Cyber Incident Victim: United Valor Solutions
Date:
Apr 2021
Location:
United States of America
Summary
A security researcher discovered an unprotected database containing sensitive personal and financial information of approximately 189,460 U.S. veterans, linked to United Valor Solutions, a provider of disability evaluation services for government agencies. The exposed data included unencrypted internal account credentials and was configured to allow unauthorized alteration or deletion of records. Evidence indicated prior unauthorized access, including a ransom note demanding cryptocurrency in exchange for withholding the data, though the company asserted only internal and researcher IP addresses had accessed the system. The database was secured following notification, but inconsistent logging practices complicated verification of access history. The incident exposed veterans to potential identity theft and account takeover risks.
| CIA Posture | Motives | Tactics, Techniques & Procedures |
|---|---|---|
| Available to members | 1 motive | 1 technique |
| Threat Actors | Type | Location |
|---|---|---|
| 0 actors | Available to members | Available to members |
Description
On April 18, 2021, security researcher Jeremiah Fowler discovered an unprotected database containing sensitive information on 189,460 U.S. veterans seeking disability benefits through United Valor Solutions, a North Carolina-based contractor providing evaluation services for the Veterans Administration and other government agencies. The exposed records included veterans' private information, financial data, and internal United Valor account credentials stored in plain text, creating risks of identity theft and account takeover. Fowler also observed that the database permitted unauthorized users to modify or delete records, amplifying the exposure of medical and financial data. Within the database, Fowler identified a ransom note demanding payment of 0.15 Bitcoin (approximately $8,400) within 48 hours to prevent public release of the data, indicating prior unauthorized access by malicious actors. Fowler immediately notified United Valor of the breach, and the company confirmed the next day that its contractors had secured the database.

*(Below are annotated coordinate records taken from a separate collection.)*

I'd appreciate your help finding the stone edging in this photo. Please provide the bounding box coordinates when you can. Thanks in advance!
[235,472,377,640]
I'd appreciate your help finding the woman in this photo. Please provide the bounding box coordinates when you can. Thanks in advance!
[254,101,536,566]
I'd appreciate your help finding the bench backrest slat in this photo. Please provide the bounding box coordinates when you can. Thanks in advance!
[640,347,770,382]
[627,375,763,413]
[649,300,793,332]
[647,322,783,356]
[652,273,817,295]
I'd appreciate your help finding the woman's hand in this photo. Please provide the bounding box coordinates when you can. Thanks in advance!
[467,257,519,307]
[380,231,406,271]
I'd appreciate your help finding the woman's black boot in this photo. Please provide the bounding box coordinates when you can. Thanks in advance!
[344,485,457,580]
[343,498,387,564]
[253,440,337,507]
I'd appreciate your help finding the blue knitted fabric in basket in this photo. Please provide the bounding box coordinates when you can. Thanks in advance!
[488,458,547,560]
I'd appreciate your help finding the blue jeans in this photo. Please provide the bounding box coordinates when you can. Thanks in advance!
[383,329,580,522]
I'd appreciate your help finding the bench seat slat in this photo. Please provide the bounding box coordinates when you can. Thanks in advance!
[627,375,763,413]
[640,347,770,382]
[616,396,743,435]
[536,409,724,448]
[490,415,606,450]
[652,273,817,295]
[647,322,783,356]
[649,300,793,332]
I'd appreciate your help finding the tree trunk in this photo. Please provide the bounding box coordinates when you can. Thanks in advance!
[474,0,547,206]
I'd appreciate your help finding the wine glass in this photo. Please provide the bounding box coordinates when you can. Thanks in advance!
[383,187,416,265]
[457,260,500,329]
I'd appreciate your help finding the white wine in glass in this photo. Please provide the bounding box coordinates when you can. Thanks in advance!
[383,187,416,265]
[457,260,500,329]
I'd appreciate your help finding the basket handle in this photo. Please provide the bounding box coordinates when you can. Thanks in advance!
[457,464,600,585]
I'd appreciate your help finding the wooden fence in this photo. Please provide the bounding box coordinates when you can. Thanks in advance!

United Valor’s contractors asserted that only internal IP addresses and Fowler’s access point had interacted with the database, a claim seemingly contradicted by the presence of the ransom note. The plaintext storage of passwords increased risks of credential misuse against veterans and United Valor systems, while the absence of access controls allowed potential manipulation or destruction of records. The incident’s discovery highlighted configuration errors, including inadequate encryption, excessive permissions, and potential gaps in logging that complicated verification of access history. No evidence suggested United Valor or its affiliates acted maliciously, but the exposure left veterans vulnerable to financial fraud and targeted scams. The company’s prompt containment response secured the database within one day of notification, though the scope of prior unauthorized access remained unclear due to potential logging limitations.